I was just wondering if anyone has figured out how to backup Google Play Music with Titanium and restore it without having another device appear under the Google Music authorizations screen. It seems no matter how careful I am, I still end up with 8 Galaxy Nexus entries appearing in my Google Music settings.
My process is as follows: 
I would back up all my data including the Android ID with Titanium
I restore the ID it first time I open Titanium and it prompts me to revert it
Then, after reboot, I restore all my data (Google Music included)
Despite this, I still end up with multiple Galaxy Nexus entries after I restore the data for Google Music and my offline playlists/songs start to download again.
I want to figure this out just incase Google reverts to their "4 deauthorizations per year" policy but I am at a loss. Has anyone been able to do this/know of a guide I can use? Thanks.


----------



## Jubakuba (Sep 8, 2011)

System Settings.
Backup that system app...
And then restore the "Android ID" in Titanium Settings.
This will allow your ID to remain the same...and thus, only one GMusic device will show.


----------



## skaforey (Aug 1, 2011)

I would also like to know this.


----------



## szale9001 (Jun 24, 2011)

Jubakuba said:


> System Settings.
> Backup that system app...
> And then restore the "Android ID" in Titanium Settings.
> This will allow your ID to remain the same...and thus, only one GMusic device will show.

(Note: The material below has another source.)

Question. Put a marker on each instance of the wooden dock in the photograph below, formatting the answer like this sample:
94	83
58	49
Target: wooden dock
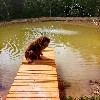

Yea, that is what I tried. I backed that up and restored the Android ID first thing after opening Titanium. Still, after all that, it creates duplicate phone entries once my music starts downloading to my phone. That's why I am confused.


----------



## szale9001 (Jun 24, 2011)

bump. any suggestions?


----------



## brkshr (Jun 16, 2011)

R2DoesInc has an app in the Play Store that will backup your Google Play Music. I forgot what it's called...

Edit: Here you go https://play.google.com/store/apps/details?id=com.t3hh4xx0r.cloudsniper&feature=search_result#?t=W251bGwsMSwxLDEsImNvbS50M2hoNHh4MHIuY2xvdWRzbmlwZXIiXQ..


----------